A study conducted has found out that overuse of antibiotics is bad for humans and bees alike. Researchers from The University of Texas at Austin have done an experiment using honey bees and common antibiotics.
Most of the honeybees that were treated with common antibiotics did not last of a week. Meanwhile, the honeybees that were not treated did last for the whole week. The health implication found will also likely be found in human beings, reported Phys.org. It has made the overuse of antibiotics proven to be bad.
The common antibiotics have cleared out beneficial gut bacteria in the bees. Overuse of antibiotics has made way for the dangerous pathogens to go in. Those pathogens are also found in humans so this occurrence might also happen with human beings. The research team has also found out that the healthy bacteria like the gut microbes decreased fast. Moreover, the increased level of Serratia, a pathogenic bacterium that afflicts humans and other animals, was found in the gut of the treated bees.
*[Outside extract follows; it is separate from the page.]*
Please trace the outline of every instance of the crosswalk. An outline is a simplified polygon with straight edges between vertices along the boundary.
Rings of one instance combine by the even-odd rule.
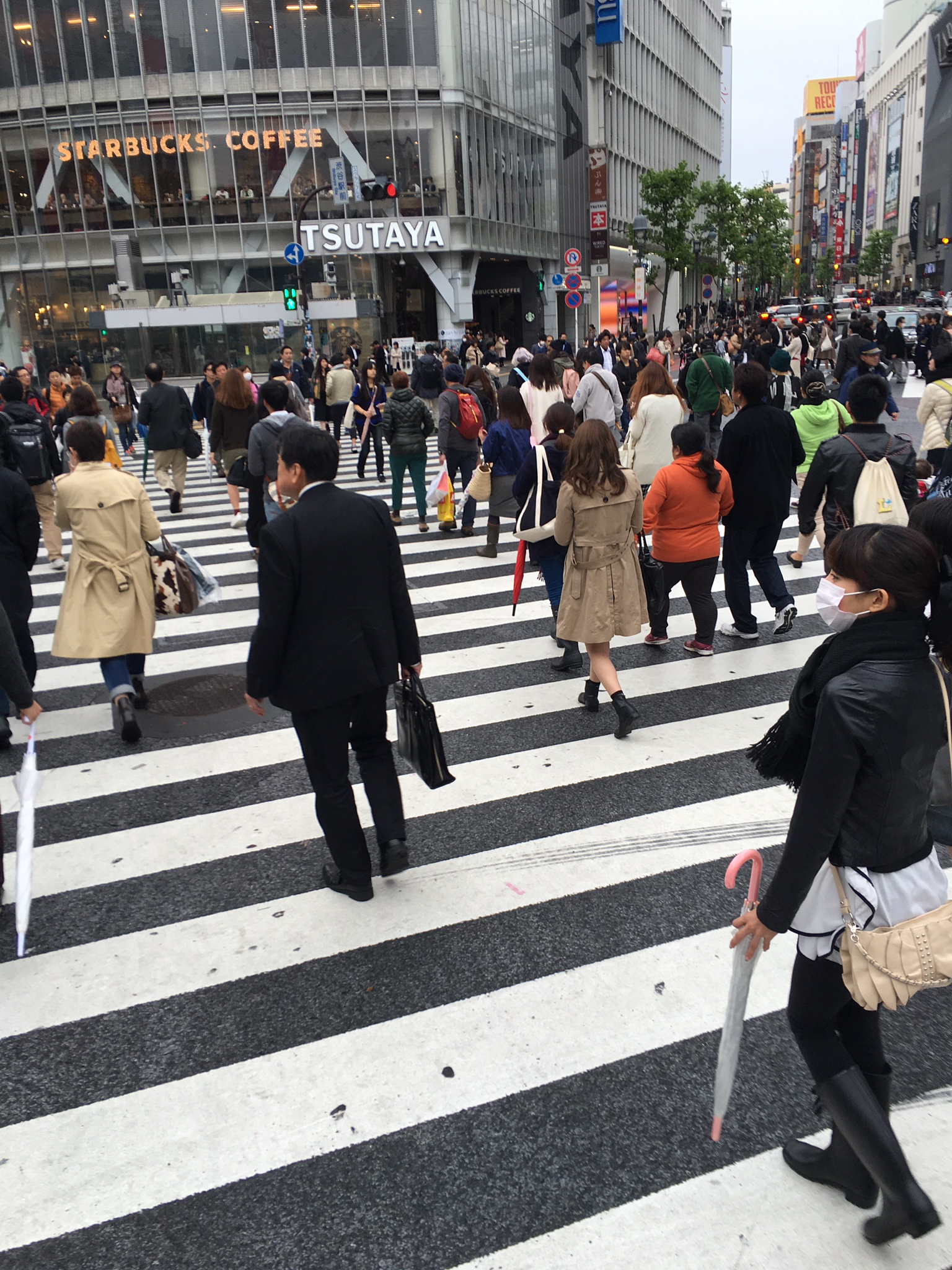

That has dramatically decreased the immortality rate of the bees. They do not have as much as the defense like when they have not taken the common antibiotic tetracycline. This discovery is one of the newest findings how overuse of antibiotics has caused people and other living things more harm than good, according to Science Daily.
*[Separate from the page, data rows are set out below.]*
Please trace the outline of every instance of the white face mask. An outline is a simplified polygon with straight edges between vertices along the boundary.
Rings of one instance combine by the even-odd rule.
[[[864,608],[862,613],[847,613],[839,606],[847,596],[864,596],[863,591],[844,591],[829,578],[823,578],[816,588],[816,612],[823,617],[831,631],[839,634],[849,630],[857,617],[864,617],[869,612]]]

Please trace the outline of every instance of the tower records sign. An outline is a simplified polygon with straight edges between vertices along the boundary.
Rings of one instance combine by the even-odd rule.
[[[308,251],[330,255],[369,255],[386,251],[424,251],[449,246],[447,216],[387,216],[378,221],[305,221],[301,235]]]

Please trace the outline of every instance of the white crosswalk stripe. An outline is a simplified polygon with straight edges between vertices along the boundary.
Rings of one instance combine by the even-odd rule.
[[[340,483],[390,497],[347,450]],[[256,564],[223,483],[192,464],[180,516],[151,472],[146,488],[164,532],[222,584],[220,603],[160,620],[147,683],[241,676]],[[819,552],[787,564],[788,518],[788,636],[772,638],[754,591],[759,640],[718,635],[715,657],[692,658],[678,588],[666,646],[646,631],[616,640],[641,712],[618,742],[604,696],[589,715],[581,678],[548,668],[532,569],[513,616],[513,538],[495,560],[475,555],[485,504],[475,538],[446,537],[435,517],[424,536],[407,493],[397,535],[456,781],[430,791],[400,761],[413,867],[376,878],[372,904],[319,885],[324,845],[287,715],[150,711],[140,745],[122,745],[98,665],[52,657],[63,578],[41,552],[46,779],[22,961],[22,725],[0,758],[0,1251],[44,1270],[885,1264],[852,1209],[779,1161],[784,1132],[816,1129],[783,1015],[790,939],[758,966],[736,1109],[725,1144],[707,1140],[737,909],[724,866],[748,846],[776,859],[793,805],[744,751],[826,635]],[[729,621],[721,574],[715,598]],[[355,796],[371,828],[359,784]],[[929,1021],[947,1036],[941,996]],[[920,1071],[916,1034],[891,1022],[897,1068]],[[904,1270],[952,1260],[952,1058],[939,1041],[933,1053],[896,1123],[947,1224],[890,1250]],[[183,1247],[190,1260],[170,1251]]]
Additionally, the study will also have a great impact for beekeepers and the agriculture industry. The loss of thousands of bees decades ago that affected pollinating of crops might have been because of the overuse of antibiotics, explained the UT Austin team, led by professor Nancy Moran and postdoctoral researcher Kasie Raymann.
"Our study suggests that perturbing the gut microbiome of honeybees is a factor, perhaps one of many, that could make them more susceptible to declining and to the colony collapsing," Moran said. "Antibiotics may have been an underappreciated factor in colony collapse," she added.